LVC Simulation for Improved Training Efficiency
Reference number | |
Coordinator | Saab AB - SAAB Aktiebolag Aeronautics |
Funding from Vinnova | SEK 5 000 000 |
Project duration | November 2017 - December 2021 |
Status | Completed |
Venture | National Aeronautical Research Program 7 |
Call | 2017-02942-en |
Important results from the project
The project has studied how Live, Virtual, and Constructive (LVC) simulations can be combined to provide efficient and effective pilot training. The focus has been on development of methods based on machine learning, for automation of tasks that otherwise would be performed by support personnel, such as role-players, instructors, and scenario operators. The project has established a knowledgebase at low TRL, as well as collaborations and contacts with national and international actors within related areas, which can be used to support future research and development.
Expected long term effects
The project has focused on the machine learning technique reinforcement learning, and scenarios where groups of agents must learn how to solve complex problems in environments where multiple, possibly conflicting objectives must be considered, e.g., tactical mission goals, resource consumption and safety. User studies have identified important aspects of synthetic training environments. The research has resulted in several publications, and collaborations between industry, academia, and the air force have ensured that results have been spread for maximal effect.

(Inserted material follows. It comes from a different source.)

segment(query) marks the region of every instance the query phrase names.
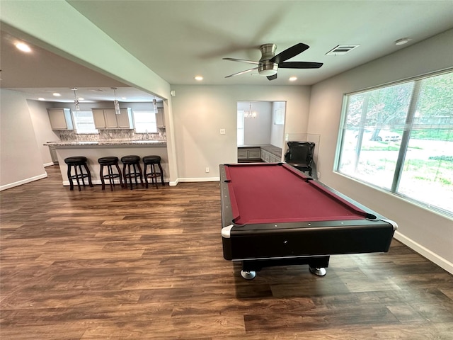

Approach and implementation
The project was divided into two phases: Phase one conducted a literature survey and initial analysis and evaluation of existing state-of-the-art within reinforcement learning, and the second phase focused on further development and adaptation of algorithms for the domain of air combat training. Throughout the project, interaction with pilots was used for evaluation of results. Identified challenges within the air combat domain have resulted in that the project, compared to the original plan, has focused more on algorithm development than on evaluations with pilots in the loop.